The Performance of Python, Cython and C on a VectorΒΆ

Lets look at a real world numerical problem, namely computing the standard deviation of a million floats using:

  • Pure Python (using a list of values).
  • Numpy.
  • Cython expecting a numpy array - naive
  • Cython expecting a numpy array - optimised
  • C (called from Cython)

The pure Python code looks like this, where the argument is a list of values:

# File: StdDev.py

import math

def pyStdDev(a):
    mean = sum(a) / len(a)
    return math.sqrt((sum(((x - mean)**2 for x in a)) / len(a)))

The numpy code works on an ndarray:

# File: StdDev.py

import numpy as np

def npStdDev(a):
    return np.std(a)

The naive Cython code also expects an ndarray:

# File: cyStdDev.pyx

import math

def cyStdDev(a):
    m = a.mean()
    w = a - m
    wSq = w**2
    return math.sqrt(wSq.mean())

The optimised Cython code:

# File: cyStdDev.pyx

cdef extern from "math.h":
    double sqrt(double m)

from numpy cimport ndarray
cimport numpy as np
cimport cython

@cython.boundscheck(False)
def cyOptStdDev(ndarray[np.float64_t, ndim=1] a not None):
    cdef Py_ssize_t i
    cdef Py_ssize_t n = a.shape[0]
    cdef double m = 0.0
    for i in range(n):
        m += a[i]
    m /= n
    cdef double v = 0.0
    for i in range(n):
        v += (a[i] - m)**2
    return sqrt(v / n)

Finally Cython calling pure ‘C’, here is the Cython code:

# File: cyStdDev.pyx

cdef extern from "std_dev.h":
    double std_dev(double *arr, size_t siz)

def cStdDev(ndarray[np.float64_t, ndim=1] a not None):
    return std_dev(<double*> a.data, a.size)

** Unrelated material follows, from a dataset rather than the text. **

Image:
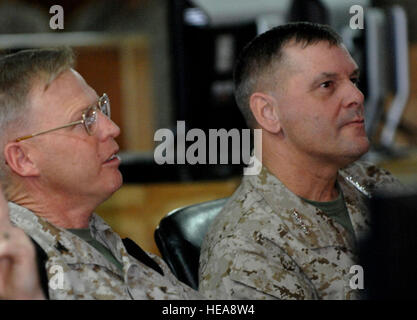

And the C code it calls in std_dev.h:

#include <stdlib.h>
double std_dev(double *arr, size_t siz);

And the implementation is in std_dev.c:

#include <math.h>

#include "std_dev.h"

double std_dev(double *arr, size_t siz) {
    double mean = 0.0;
    double sum_sq;
    double *pVal;
    double diff;
    double ret;

    pVal = arr;
    for (size_t i = 0; i < siz; ++i, ++pVal) {
        mean += *pVal;
    }
    mean /= siz;

    pVal = arr;
    sum_sq = 0.0;
    for (size_t i = 0; i < siz; ++i, ++pVal) {
        diff = *pVal - mean;
        sum_sq += diff * diff;
    }
    return sqrt(sum_sq / siz);
}

Timing these is done, respectively by:

# Pure Python
python3 -m timeit -s "import StdDev; import numpy as np; a = [float(v) for v in range(1000000)]" "StdDev.pyStdDev(a)"
# Numpy
python3 -m timeit -s "import StdDev; import numpy as np; a = np.arange(1e6)" "StdDev.npStdDev(a)"
# Cython - naive
python3 -m timeit -s "import cyStdDev; import numpy as np; a = np.arange(1e6)" "cyStdDev.cyStdDev(a)"
# Optimised Cython
python3 -m timeit -s "import cyStdDev; import numpy as np; a = np.arange(1e6)" "cyStdDev.cyOptStdDev(a)"
# Cython calling C
python3 -m timeit -s "import cyStdDev; import numpy as np; a = np.arange(1e6)" "cyStdDev.cStdDev(a)"

In summary:

Method Time (ms) Compared to Python Compared to Numpy
Pure Python 183 x1 x0.03
Numpy 5.97 x31 x1
Naive Cython 7.76 x24 x0.8
Optimised Cython 2.18 x84 x2.7
Cython calling C 2.22 x82 x2.7

Or graphically:

_images/Results.png

The conclusions that I draw from this are:

  • Numpy is around 30x faster than pure Python in this case.
  • Surprisingly Numpy was not the fastest, even naive Cython can get close to its performance [1].
  • Optimised Cython and pure ‘C’ beat Numpy by a significant margin (x2.7)
  • Optimised Cython performs as well as pure ‘C’ but the Cython code is rather opaque.

Footnotes

[1]At PyconUK 2014 Ian Ozsvald and I may have found why numpy is comparatively slow. Watch this space!